# Rohloff DH chain tensioner



## arne_and (Dec 5, 2006)

I have a Rohloff mounted on a full suspension bike (Turner 5spot HL). Today I use the regular Rohloff chain tensioner. The chain on the rear cog has a nasty habit of derailling. Therefore, I am considering the DH version instead. Rohloff claims:

_The Rohloff DH chain tensioner is specially designed for downhill use. In contrast to the regular Rohloff chain tensioner, it has a shorter swing arm that is restricted from moving. This feature ensures that the upper jockey wheel runs very close to the sprocket. This forced guide guarantees a positive run of the chain onto the sprocket even under extreme riding conditions._

which sounds good. Does anyone have experience with both chain tensioners, and know if there is an improvement in the DH version?

Are there any disadvantages with the DH version? It is lighter, and has the same chain tension capacity. I know that " To remove the wheel, the chain tensioner mounting bolt must be loosened" but with the regular version I have to remove it completely, so this would actually be an improvement.


----------



## dmorgs4 (Mar 3, 2008)

arne_and said:


> I have a Rohloff mounted on a full suspension bike (Turner 5spot HL). Today I use the regular Rohloff chain tensioner. The chain on the rear cog has a nasty habit of derailling. Therefore, I am considering the DH version instead. Rohloff claims:
> 
> [Are there any disadvantages with the DH version? It is lighter, and has the same chain tension capacity. I know that " To remove the wheel, the chain tensioner mounting bolt must be loosened" but with the regular version I have to remove it completely, so this would actually be an improvement.


The DH tensioner is the way to go, the spring is considerable stronger and the whole cage seems much stiffer. You do need to loosen the mounting bolt to remove the rear wheel, but it's not much of a drama. 
I had similar problems with derailing chains, but the DH tensioner fixed the issue and I made sure when mounting it that I gave the sprocket as much chain wrap as possible.


----------



## arne_and (Dec 5, 2006)

Thanks for the input. The DH tensioner is on its way from Germany, hopefully it will work for me as well. I ordered the DH Chain Guide as well, it's only 40g.


----------



## swift (Apr 3, 2007)

arne_and said:


> Thanks for the input. The DH tensioner is on its way from Germany, hopefully it will work for me as well. I ordered the DH Chain Guide as well, it's only 40g.
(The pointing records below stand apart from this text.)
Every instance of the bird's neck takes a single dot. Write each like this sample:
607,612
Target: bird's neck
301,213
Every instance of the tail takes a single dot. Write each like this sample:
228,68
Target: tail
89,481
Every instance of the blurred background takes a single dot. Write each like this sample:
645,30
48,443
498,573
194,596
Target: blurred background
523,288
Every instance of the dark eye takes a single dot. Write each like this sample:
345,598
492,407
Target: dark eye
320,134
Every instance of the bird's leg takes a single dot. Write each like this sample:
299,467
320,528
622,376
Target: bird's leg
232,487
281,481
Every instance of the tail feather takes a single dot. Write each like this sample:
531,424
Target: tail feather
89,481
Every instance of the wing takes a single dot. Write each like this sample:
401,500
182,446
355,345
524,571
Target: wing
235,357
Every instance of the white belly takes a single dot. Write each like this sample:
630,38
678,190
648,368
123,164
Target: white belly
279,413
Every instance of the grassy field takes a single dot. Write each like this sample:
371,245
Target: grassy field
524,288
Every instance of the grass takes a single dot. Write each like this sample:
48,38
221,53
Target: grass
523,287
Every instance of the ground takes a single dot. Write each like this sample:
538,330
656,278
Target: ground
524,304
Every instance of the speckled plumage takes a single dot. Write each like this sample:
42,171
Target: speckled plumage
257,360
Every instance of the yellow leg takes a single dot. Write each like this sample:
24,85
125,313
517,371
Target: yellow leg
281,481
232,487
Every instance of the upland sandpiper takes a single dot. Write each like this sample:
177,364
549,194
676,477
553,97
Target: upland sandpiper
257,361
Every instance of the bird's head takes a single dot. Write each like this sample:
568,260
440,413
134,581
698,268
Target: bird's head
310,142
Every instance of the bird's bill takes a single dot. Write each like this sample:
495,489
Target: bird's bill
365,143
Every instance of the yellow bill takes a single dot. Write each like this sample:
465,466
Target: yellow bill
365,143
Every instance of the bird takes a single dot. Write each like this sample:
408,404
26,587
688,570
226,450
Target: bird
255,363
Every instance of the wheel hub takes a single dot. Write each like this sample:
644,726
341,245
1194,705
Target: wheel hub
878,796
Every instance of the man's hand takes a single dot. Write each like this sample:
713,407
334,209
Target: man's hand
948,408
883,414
I think the chain guide will be a nice improvement for you. :thumbsup: 
I run the XC tensioner and used to drop chains once in a while before adding the chainguide. Since adding it, dropping the chain is *almost* a non-issue for me anymore.

(*every once in a great while, the chain will still jump the cog to the outside and stick itself between the cog and dropout but it's very seldom and easy to fix.)


----------